Below, ROI Co-Founder Vichi Jagannathan shares the path that led her to start the organization and how, when properly resourced, a rural community can become a hotbed of innovative practice.

Q: Can you reflect on a moment from your life that really shaped who you are today? What about this moment brought about the greatest impact on your career?

A: As a child of Indian immigrants, I internalized education as the ticket to achieving success, believing those who did not attain it were fully responsible for their struggles. I attended three Ivy League universities, but never once learned about the legacies of racialized trauma still perpetuated by institutions, including schools, through policies and practices steeped in white supremacy.

When I moved to rural North Carolina to teach high school, a blindfold was finally ripped off. This was the onset of my journey to realizing that, even as a first-generation person of color, I benefit from and am complicit in upholding unjust systems. Since then I have been on a quest for truth and justice. I am obsessed with primary research and believe community members with lived experience are the only direct source of truth.

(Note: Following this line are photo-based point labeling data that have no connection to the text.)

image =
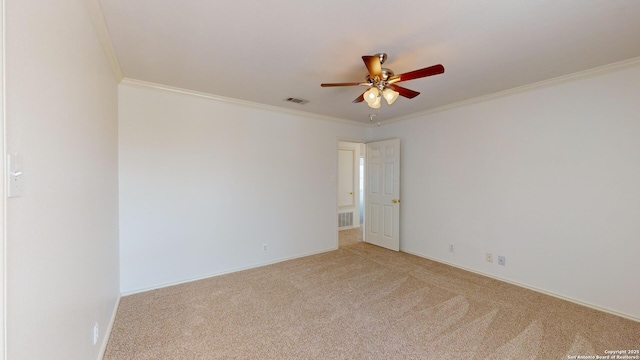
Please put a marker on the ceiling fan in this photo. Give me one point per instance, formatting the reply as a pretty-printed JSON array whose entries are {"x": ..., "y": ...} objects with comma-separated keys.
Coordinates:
[{"x": 382, "y": 82}]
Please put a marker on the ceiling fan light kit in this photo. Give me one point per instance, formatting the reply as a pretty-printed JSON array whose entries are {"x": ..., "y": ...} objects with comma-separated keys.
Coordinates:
[{"x": 382, "y": 81}]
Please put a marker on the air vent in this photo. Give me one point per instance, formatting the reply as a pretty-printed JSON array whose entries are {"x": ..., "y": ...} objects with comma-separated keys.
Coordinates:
[
  {"x": 345, "y": 220},
  {"x": 297, "y": 101}
]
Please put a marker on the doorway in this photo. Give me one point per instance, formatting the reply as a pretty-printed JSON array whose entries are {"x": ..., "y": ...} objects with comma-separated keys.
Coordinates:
[{"x": 350, "y": 184}]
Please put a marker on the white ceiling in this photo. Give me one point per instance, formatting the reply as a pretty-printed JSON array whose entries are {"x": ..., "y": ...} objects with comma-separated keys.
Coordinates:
[{"x": 266, "y": 51}]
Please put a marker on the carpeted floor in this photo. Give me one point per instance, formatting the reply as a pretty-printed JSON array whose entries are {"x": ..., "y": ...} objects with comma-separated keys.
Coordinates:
[{"x": 360, "y": 302}]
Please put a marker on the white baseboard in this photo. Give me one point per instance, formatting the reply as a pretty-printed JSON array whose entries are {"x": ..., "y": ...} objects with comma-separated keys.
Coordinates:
[
  {"x": 127, "y": 293},
  {"x": 107, "y": 334},
  {"x": 561, "y": 297},
  {"x": 349, "y": 227}
]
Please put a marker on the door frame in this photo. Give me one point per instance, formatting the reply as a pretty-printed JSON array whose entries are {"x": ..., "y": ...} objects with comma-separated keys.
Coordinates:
[{"x": 335, "y": 182}]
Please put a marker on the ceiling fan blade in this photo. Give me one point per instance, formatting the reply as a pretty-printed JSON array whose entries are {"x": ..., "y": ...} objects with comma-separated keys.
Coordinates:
[
  {"x": 359, "y": 98},
  {"x": 416, "y": 74},
  {"x": 341, "y": 84},
  {"x": 408, "y": 93},
  {"x": 373, "y": 65}
]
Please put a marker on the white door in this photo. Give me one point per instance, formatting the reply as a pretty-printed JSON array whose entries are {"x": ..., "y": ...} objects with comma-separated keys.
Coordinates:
[{"x": 382, "y": 214}]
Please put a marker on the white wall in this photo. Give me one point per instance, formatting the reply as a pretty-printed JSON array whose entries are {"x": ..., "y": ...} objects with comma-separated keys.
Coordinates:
[
  {"x": 62, "y": 234},
  {"x": 204, "y": 184},
  {"x": 549, "y": 178}
]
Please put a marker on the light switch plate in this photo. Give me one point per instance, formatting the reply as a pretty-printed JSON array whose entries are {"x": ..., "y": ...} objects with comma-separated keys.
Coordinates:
[{"x": 14, "y": 175}]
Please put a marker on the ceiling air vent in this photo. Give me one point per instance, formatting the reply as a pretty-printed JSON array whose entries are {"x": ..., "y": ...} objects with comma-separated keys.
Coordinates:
[{"x": 297, "y": 101}]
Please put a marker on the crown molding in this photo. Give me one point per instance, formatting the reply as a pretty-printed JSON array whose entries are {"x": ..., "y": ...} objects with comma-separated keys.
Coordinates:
[
  {"x": 520, "y": 89},
  {"x": 244, "y": 103},
  {"x": 97, "y": 17}
]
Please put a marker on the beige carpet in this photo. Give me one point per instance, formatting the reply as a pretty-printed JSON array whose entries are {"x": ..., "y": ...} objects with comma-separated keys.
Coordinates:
[{"x": 359, "y": 302}]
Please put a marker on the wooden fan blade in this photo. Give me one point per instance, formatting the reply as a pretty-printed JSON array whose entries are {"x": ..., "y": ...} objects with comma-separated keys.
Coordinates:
[
  {"x": 340, "y": 84},
  {"x": 408, "y": 93},
  {"x": 359, "y": 98},
  {"x": 373, "y": 65},
  {"x": 416, "y": 74}
]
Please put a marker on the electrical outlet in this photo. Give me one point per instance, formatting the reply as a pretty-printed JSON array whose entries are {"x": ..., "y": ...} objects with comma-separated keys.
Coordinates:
[{"x": 96, "y": 333}]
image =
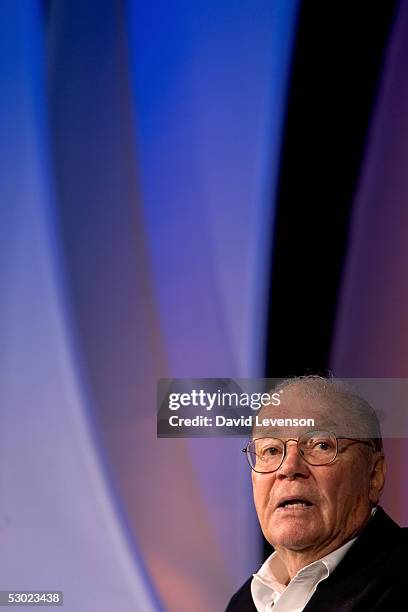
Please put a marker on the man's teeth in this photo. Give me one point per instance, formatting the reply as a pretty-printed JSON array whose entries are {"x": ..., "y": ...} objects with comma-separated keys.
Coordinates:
[{"x": 295, "y": 505}]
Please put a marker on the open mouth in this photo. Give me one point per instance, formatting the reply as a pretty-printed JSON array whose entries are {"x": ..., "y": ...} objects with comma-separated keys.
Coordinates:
[{"x": 296, "y": 503}]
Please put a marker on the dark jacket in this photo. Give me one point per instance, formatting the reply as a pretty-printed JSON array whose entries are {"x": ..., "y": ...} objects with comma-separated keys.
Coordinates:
[{"x": 372, "y": 576}]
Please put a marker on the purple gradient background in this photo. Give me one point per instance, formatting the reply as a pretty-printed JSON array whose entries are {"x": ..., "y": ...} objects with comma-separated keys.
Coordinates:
[
  {"x": 139, "y": 163},
  {"x": 371, "y": 334}
]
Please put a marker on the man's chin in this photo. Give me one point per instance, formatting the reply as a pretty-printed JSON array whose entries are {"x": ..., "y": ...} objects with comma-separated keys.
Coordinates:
[{"x": 294, "y": 536}]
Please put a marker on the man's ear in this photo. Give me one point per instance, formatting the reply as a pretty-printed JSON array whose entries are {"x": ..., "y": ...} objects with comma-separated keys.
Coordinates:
[{"x": 377, "y": 477}]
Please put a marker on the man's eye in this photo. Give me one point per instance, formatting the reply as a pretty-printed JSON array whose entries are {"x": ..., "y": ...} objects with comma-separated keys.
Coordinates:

I helped found ROI to connect the privilege, knowledge, and resources I hold with rural communities whose stories are often told by others in ways that hide their power and light from the world.

Q: What is the one thing you wish more people knew about the issue your organization is working to solve?

A: I wish people understood that trauma (abuse, neglect, systemic injustice) is both a root cause of so many health, education, and career challenges AND that we have the tools and ability to heal trauma and prevent it from happening in the first place. People are not to blame for the trauma that they experience—trauma is the result of systems and environments that perpetuate punishment and isolation. Redesigning those systems and environments is at the root of healing.